In response to this precise act of the Magisterium of the Roman Pontiff, explicitly addressed to the entire Catholic Church, all members of the faithful are required to give their assent to the teaching stated therein. To this end, the Congregation for the Doctrine of the Faith, with the approval of the Holy Father, has given an official Reply on the nature of this assent; it is a matter of full definitive assent, that is to say, irrevocable, to a doctrine taught infallibly by the Church. In fact, as the Reply explains, the definitive nature of this assent derives from the truth of the doctrine itself, since, founded on the written Word of God, and constantly held and applied in the Tradition of the Church, it has been set forth infallibly by the ordinary universal Magisterium (cf. Lumen Gentium, 25). Thus, the Reply specifies that this doctrine belongs to the deposit of the faith of the Church. It should be emphasized that the definitive and infallible nature of this teaching of the Church did not arise with the publication of the Letter Ordinatio Sacerdotalis. In the Letter, as the Reply of the Congregation for the Doctrine of the Faith also explains, the Roman Pontiff, having taken account of present circumstances, has confirmed the same teaching by a formal declaration, giving expression once again to quod semper, quod ubique et quod ab omnibus tenendum est, utpote ad fidei depositum pertinens. In this case, an act of the ordinary Papal Magisterium, in itself not infallible, witnesses to the infallibility of the teaching of a doctrine already possessed by the Church.

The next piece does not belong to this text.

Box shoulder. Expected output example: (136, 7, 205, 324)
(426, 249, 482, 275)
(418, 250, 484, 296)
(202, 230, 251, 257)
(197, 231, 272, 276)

Finally, there have been some commentaries on the Letter Ordinatio Sacerdotalis which have suggested that the document constitutes an additional and inopportune obstacle on the already difficult path of ecumenism. In this regard, it should not be forgotten that according to both the letter and the spirit of the Second Vatican Council (cf. Unitatis Redintegratio, 11), the authentic ecumenical task, to which the Catholic Church is unequivocally and permanently committed, requires complete sincerity and clarity in the presentation of one’s own faith. Furthermore, it should be noted that the doctrine reaffirmed by the Letter Ordinatio Sacerdotalis cannot but fther the pursuit of full communion with the Orthodox Churches which, in fidelity to Tradition, have maintained and continue to maintain the same teaching.

The singular originality of the Church and of the priestly ministry within the Church requires a precise clarity of criteria. Concretely, one must never lose sight of the fact that the Church does not find the source of her faith and her constitutive structure in the principles of the social order of any historical period. While attentive to the world in which she lives and for whose salvation she labours, the Church is conscious of being the bearer of a higher fidelity to which she is bound. It is a question of a radical faithfulness to the Word of God which she has received from Christ who established her to last until the end of the ages. This Word of God, in proclaiming the essential value and eternal destiny of every person, reveals the ultimate foundation of the dignity of every human being, of every woman and of every man.